Arthritis of the foot and ankle can be particularly frustrating because it may hinder your ability to get around. Unfortunately, because the foot has 28 bones and more than 30 joints, there are plenty of places where this condition can flare up. Here's what you need to know:

  • Foot and ankle arthritis can have different causes. Your arthritis may be osteoarthritis, which is the most common form of arthritis. Usually occurring as we age, it happens because of wear and tear that erodes the cartilage protecting our joints. But you may also have post-traumatic arthritis, which occurs after an injury to the bone, joint, or ligament. The arthritis can arise years after the injury, even if it was properly treated. Finally, you may have developed rheumatoid arthritis, a system-wide autoimmune disorder in which the body destroys its own cartilage and can cause multiple complications elsewhere.
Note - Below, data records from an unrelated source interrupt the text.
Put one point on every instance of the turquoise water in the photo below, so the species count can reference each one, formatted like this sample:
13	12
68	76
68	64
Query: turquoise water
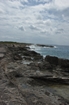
59	51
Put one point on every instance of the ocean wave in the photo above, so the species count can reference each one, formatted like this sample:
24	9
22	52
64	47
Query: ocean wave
55	46
34	47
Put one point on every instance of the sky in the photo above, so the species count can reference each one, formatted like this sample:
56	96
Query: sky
35	21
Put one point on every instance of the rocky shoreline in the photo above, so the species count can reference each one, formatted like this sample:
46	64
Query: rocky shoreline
26	78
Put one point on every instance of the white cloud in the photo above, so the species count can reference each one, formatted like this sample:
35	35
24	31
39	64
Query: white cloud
32	18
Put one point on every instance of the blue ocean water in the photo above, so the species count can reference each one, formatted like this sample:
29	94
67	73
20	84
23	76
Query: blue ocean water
59	51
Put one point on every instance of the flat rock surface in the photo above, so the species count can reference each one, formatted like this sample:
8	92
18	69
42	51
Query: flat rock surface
16	86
  • How do I know if the pain and stiffness in my feet and ankles is arthritis? It's not always easy to tell. If you've experienced arthritis that migrates from one joint to another, or if you have other unexplained health issues such as eye infections or skin irritations, there's a chance your foot and ankle problems are rheumatoid in nature. If you've been active for many years without any other apparent health issues and find that your feet and ankles are becoming painful, stiff and sore, especially in the morning, consider that you may have developed osteoarthritis. If the pain and discomfort occur in a part of the foot or ankle that once sustained an injury, there's a very real possibility that you've developed post-traumatic arthritis. In any case, there's no definitive test that will let your doctor diagnose you with arthritis. Diagnosis is made based on a combination of factors such as physical symptoms, medical history, blood tests, x-rays, bone scans, and MRIs.
  • How do I get rid of foot and ankle arthritis? Getting rid of it completely may not be possible. Rheumatoid arthritis is a chronic condition that typically flares up periodically. You may feel fine for several months and then experience a flare-up that makes it difficult to walk for weeks. This cycle often repeats itself, with flare-ups occurring during times of stress or for no apparent reason. Osteoarthritis or post-traumatic arthritis may be "cured" via joint-replacement surgery, if the condition is severe enough. For many people, however, a combination of anti-inflammatory medication, pain relievers, physical therapy, foot or ankle braces, and weight control can go a long way toward providing relief.